- Belçika'yı yeneriz, ama Emre Belözoğu'nun kaptan olması....
- Belçika'ya karşı galip gelmemiz kolay olur, ancak Arda Turan'ın iyi performansı...
- Belçika futbolunun son yıllarda düşüşte... Kadıköy'de dayanmaları sürpriz olur...
Maç öncesi günlerce böyle yorumlar döndü durdu basında. Televizyonlarda, gazetelerde, röportajlarda her cümlenin ucuna kıyısına yerleştirdiler Belçika'yı mağlup edeceğimiz düşüncesini. Hatta öyle ki, ben maçtan önceki gün kendimi "İyi oldu 2 maçta 6 puan..." diye düşünürken buldum, ki o zaman işlerin beklenildiği gibi gitmeyeceğini anladım.
Öncelikle yazının geri kalan kısmını okumadan önce, Aceto'nun "Arsenal'de Arda Sesleri" isimli yazısını okumanızı tavsiye ediyorum. Okumaya üşendiyseniz de, futbolcu ihracatı ve pazarlaması konusunda ne kadar yeteneksiz bir ülke olduğumuzu anlatan bir yazı özetle. Şimdi, biz son yıllarda bir tane bile 10 milyon Euro'nun üstünde oyuncu ihraç edememişken, giden tüm oyuncular adeta bu ülkeden kaçarcasına bonservissiz gitmişken, küçümsediğimiz Belçika'ya bakalım neler yapmışlar.

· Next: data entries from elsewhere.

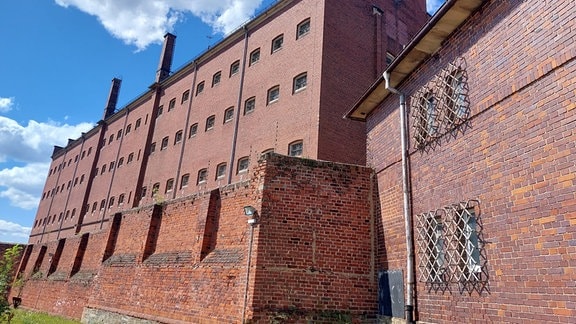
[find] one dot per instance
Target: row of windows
(273, 95)
(277, 43)
(126, 132)
(56, 190)
(111, 203)
(442, 105)
(63, 165)
(112, 164)
(51, 220)
(85, 153)
(294, 149)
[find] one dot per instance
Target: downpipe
(409, 303)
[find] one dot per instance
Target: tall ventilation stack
(112, 98)
(166, 58)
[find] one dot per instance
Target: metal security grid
(450, 248)
(442, 105)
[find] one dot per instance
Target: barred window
(303, 28)
(235, 68)
(273, 94)
(200, 88)
(185, 180)
(216, 78)
(300, 82)
(442, 105)
(228, 114)
(202, 176)
(449, 246)
(172, 104)
(255, 56)
(249, 105)
(277, 43)
(243, 164)
(220, 171)
(185, 96)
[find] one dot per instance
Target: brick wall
(514, 155)
(185, 260)
(314, 249)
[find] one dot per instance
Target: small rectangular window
(300, 82)
(169, 185)
(277, 43)
(295, 148)
(184, 181)
(172, 104)
(243, 164)
(221, 171)
(193, 130)
(185, 96)
(273, 95)
(303, 28)
(249, 105)
(254, 56)
(229, 114)
(216, 78)
(178, 137)
(164, 144)
(202, 176)
(200, 88)
(210, 122)
(235, 68)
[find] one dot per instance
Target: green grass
(22, 316)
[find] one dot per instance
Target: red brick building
(280, 83)
(478, 208)
(142, 216)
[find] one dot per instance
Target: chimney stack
(166, 58)
(112, 98)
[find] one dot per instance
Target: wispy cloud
(143, 22)
(6, 104)
(30, 146)
(22, 185)
(433, 5)
(34, 142)
(12, 232)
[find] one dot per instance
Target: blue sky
(57, 62)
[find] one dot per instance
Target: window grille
(450, 246)
(442, 105)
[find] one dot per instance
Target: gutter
(407, 207)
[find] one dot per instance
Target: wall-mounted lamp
(249, 211)
(252, 213)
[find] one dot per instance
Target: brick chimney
(112, 98)
(166, 57)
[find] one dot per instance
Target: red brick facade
(157, 146)
(513, 154)
(187, 260)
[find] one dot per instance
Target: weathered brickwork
(514, 154)
(185, 259)
(156, 147)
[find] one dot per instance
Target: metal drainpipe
(409, 305)
(248, 272)
(239, 108)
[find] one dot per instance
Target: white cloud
(6, 104)
(143, 22)
(34, 142)
(12, 232)
(433, 5)
(32, 146)
(23, 184)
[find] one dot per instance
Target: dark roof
(427, 42)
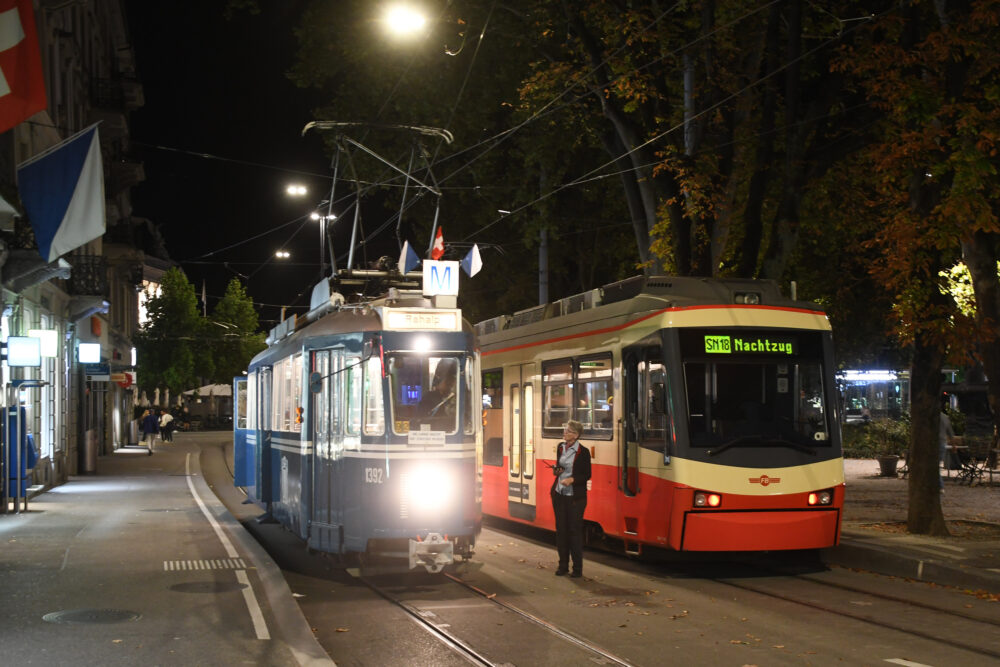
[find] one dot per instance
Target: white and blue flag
(472, 262)
(62, 190)
(408, 259)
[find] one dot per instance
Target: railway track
(533, 633)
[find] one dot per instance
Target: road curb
(858, 554)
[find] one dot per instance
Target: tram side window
(252, 400)
(694, 377)
(595, 397)
(374, 410)
(296, 391)
(493, 389)
(472, 389)
(557, 396)
(354, 391)
(652, 377)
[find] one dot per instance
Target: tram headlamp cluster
(750, 298)
(429, 489)
(821, 497)
(706, 499)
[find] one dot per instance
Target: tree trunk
(925, 516)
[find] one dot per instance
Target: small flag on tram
(437, 251)
(472, 262)
(22, 84)
(62, 191)
(408, 259)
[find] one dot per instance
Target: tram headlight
(429, 489)
(706, 499)
(821, 497)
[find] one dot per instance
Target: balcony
(89, 276)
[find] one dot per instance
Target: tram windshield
(425, 393)
(746, 403)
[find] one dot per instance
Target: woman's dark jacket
(581, 469)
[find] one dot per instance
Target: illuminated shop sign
(421, 320)
(750, 345)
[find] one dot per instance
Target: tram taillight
(704, 499)
(821, 497)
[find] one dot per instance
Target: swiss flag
(22, 84)
(438, 250)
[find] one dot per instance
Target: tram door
(521, 493)
(643, 418)
(325, 526)
(244, 461)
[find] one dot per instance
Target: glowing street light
(404, 20)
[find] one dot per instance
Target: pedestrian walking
(945, 434)
(150, 427)
(166, 426)
(569, 498)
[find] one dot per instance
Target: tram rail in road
(426, 617)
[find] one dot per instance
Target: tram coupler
(433, 552)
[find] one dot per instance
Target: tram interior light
(422, 344)
(821, 497)
(705, 499)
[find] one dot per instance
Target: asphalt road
(688, 609)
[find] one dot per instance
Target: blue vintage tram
(357, 428)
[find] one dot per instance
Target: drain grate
(211, 564)
(80, 616)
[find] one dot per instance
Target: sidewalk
(873, 533)
(141, 564)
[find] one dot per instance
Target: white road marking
(259, 625)
(230, 549)
(256, 615)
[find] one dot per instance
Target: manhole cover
(208, 587)
(91, 616)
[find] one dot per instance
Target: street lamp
(404, 21)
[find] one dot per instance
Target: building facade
(77, 411)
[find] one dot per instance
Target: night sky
(217, 87)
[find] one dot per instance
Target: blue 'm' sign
(440, 278)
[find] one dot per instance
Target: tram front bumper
(759, 530)
(433, 553)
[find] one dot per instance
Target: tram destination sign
(752, 344)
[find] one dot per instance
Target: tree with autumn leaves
(848, 146)
(933, 72)
(178, 348)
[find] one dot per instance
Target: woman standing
(150, 426)
(569, 498)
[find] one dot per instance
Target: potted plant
(889, 439)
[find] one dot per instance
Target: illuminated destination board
(421, 319)
(752, 344)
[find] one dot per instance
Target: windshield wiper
(762, 438)
(731, 443)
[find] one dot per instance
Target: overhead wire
(661, 135)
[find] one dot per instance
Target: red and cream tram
(708, 405)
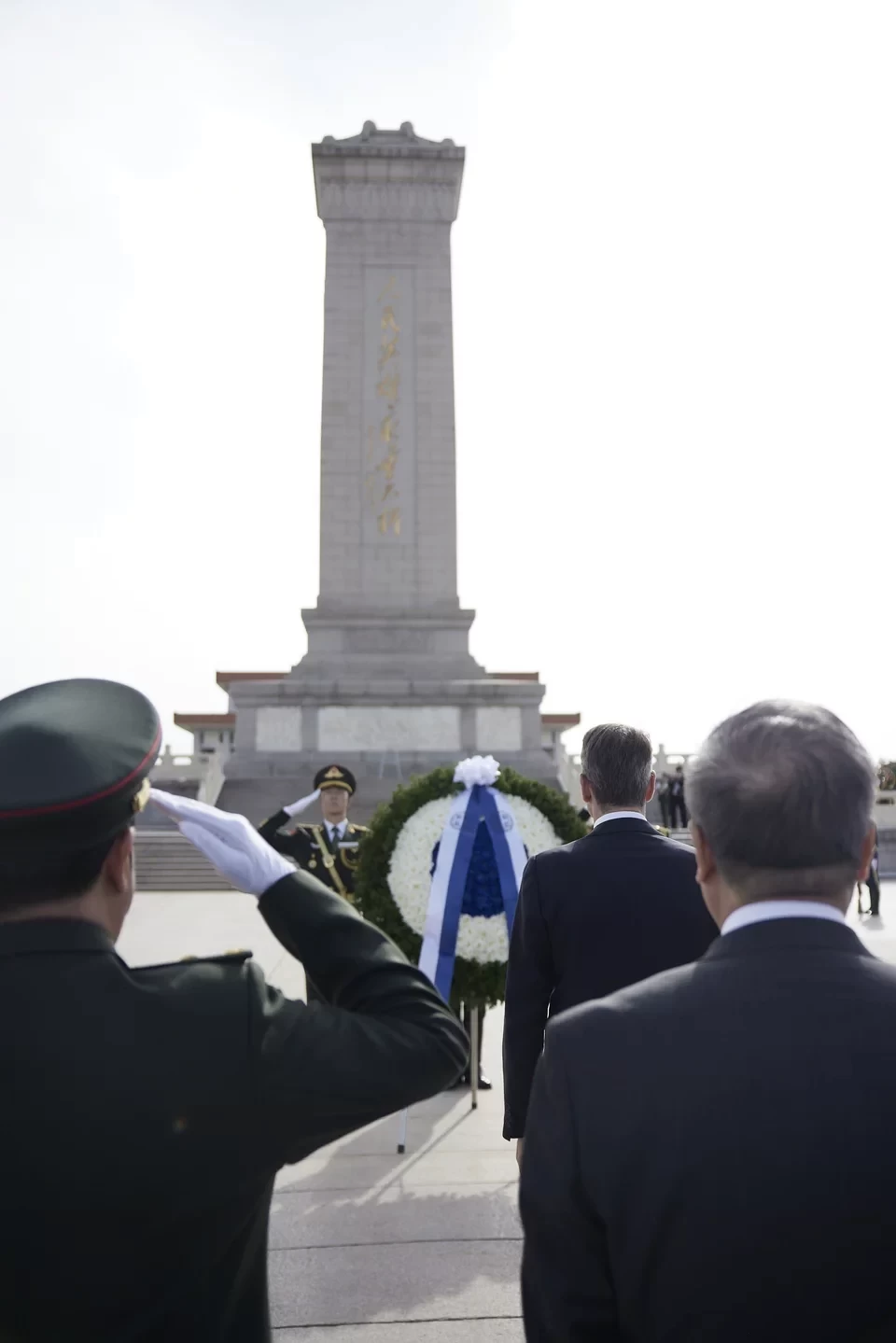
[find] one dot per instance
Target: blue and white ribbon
(479, 804)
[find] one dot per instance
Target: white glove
(296, 808)
(230, 842)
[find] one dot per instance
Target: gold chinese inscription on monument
(383, 437)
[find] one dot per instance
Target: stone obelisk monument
(387, 687)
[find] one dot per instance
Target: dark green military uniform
(332, 860)
(146, 1111)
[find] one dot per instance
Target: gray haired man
(696, 1159)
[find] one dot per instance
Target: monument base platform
(385, 731)
(378, 777)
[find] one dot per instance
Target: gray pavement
(366, 1245)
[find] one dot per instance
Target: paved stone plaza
(369, 1247)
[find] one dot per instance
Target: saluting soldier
(147, 1111)
(327, 849)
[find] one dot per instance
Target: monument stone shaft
(388, 685)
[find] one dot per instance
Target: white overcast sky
(675, 277)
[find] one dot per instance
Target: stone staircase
(165, 861)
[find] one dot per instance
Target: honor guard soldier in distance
(328, 850)
(146, 1112)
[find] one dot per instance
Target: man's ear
(707, 868)
(119, 863)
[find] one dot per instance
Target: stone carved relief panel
(387, 728)
(278, 728)
(498, 728)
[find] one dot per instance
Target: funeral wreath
(398, 857)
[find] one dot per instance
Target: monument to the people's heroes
(387, 687)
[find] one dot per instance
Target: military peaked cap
(74, 759)
(335, 776)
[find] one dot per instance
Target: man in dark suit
(599, 914)
(678, 808)
(146, 1111)
(697, 1162)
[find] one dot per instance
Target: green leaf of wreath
(474, 984)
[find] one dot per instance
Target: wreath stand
(474, 1080)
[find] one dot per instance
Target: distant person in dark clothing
(598, 915)
(872, 881)
(663, 798)
(678, 807)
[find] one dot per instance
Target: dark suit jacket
(709, 1155)
(146, 1112)
(601, 914)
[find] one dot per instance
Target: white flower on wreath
(479, 939)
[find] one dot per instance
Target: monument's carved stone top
(385, 144)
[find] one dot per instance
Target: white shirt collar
(764, 909)
(620, 816)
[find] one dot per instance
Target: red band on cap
(86, 802)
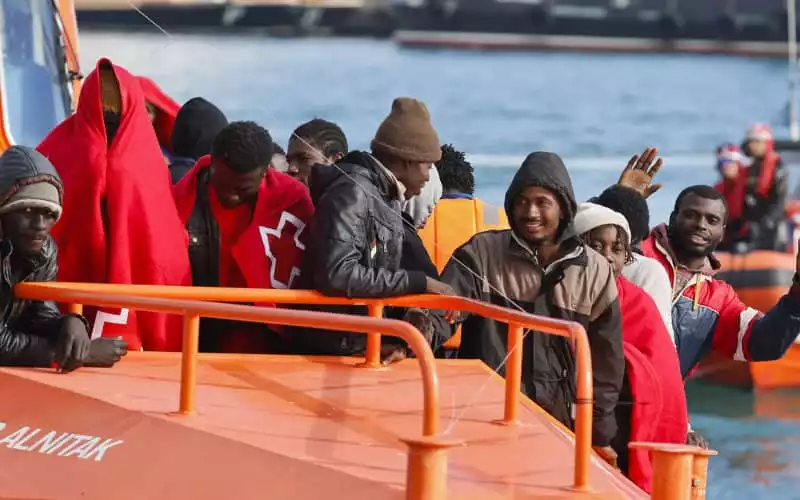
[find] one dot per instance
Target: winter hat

En taze örnekten başlayalım, Fellaini... Transferin son saatlerinde 19 milyon Euro'ya Everton'a katıldı bu adam. Yaşı henüz 20. Belçika Milli Takımı'nın da oyuncusu. 5-6 yıl sonra nasıl bir oyuncu olacağını anlamak zor değil. Everton'un bu transferden önce Mehmet Topal'ın peşinden koştuğunu, fakat Topal'ın satılmadığını unutmayalım.
Diğer tanınan isimlerden bir tanesi ise kallavi defans oyuncusu Vincent Kompany. Anderlecht'te başladığı futbol hayatına Hamburg'da devam etti, bu transfer sezonunda ise Manchester City'e geçti. Hamburg ve Manchester City'nin ona ödediği toplam bonservis bedeli 16 milyon Euro.
Bu yukarıda saydıklarım transferi gerçekleşmiş oyuncular. Toplamda 35 milyon Euroluk bonservis bedelini kazandırmışlar takımlarına.
Bir de satışı henüz gerçekleşmemiş oyuncular var. Standard Liege'de oynayan yetenekli orta saha oyuncusu Steven Defour bunlardan biri. Onun için de Ocak'ta veya yaz transfer döneminde milyonların ödeneceğini tahmin etmek kâhinlik sayılmaz.
8 milyon Euro ile Ruslara atılan sayısız kazıktan biri olan Gökdeniz dışında, kaydadeğer bir ihracat bulmak zordur Türk futbolunda. Gelmiş geçmiş en büyük başarı olan UEFA Kupası şampiyonluğunu bile tüm oyuncularını elden kaçırarak değerlendirdik. İki ülke arasındaki büyük ihracat farkı, sadece AB Statüsü ile açılanamaz.
İşte yukarıda saydığım 3'lü (Kompany, Defour, Fellaini) ve onun gibi daha birçok genç ve yetenekli oyuncudan oluşan bir milli takımla maç yaptık dün. İyi mi oynadılar? Hayır. Fakat San Marino bile olsa, hiçbir rakip bu kadar küçümsenmemelidir. Kaldı ki karşımızda gelişmekte olan bir takım var. Bu milli takım için "Ümit Milli Takım Gibi" ifadesini manşette kullanmak, en iyimser ifadeyle bilgisizlik olur.
2010 Dünya Kupası'nda, son dakika golleriyle değil de, çatır çatır top oynayarak başarılı olmak istiyorsak, önce haddimizi bilmeliyiz.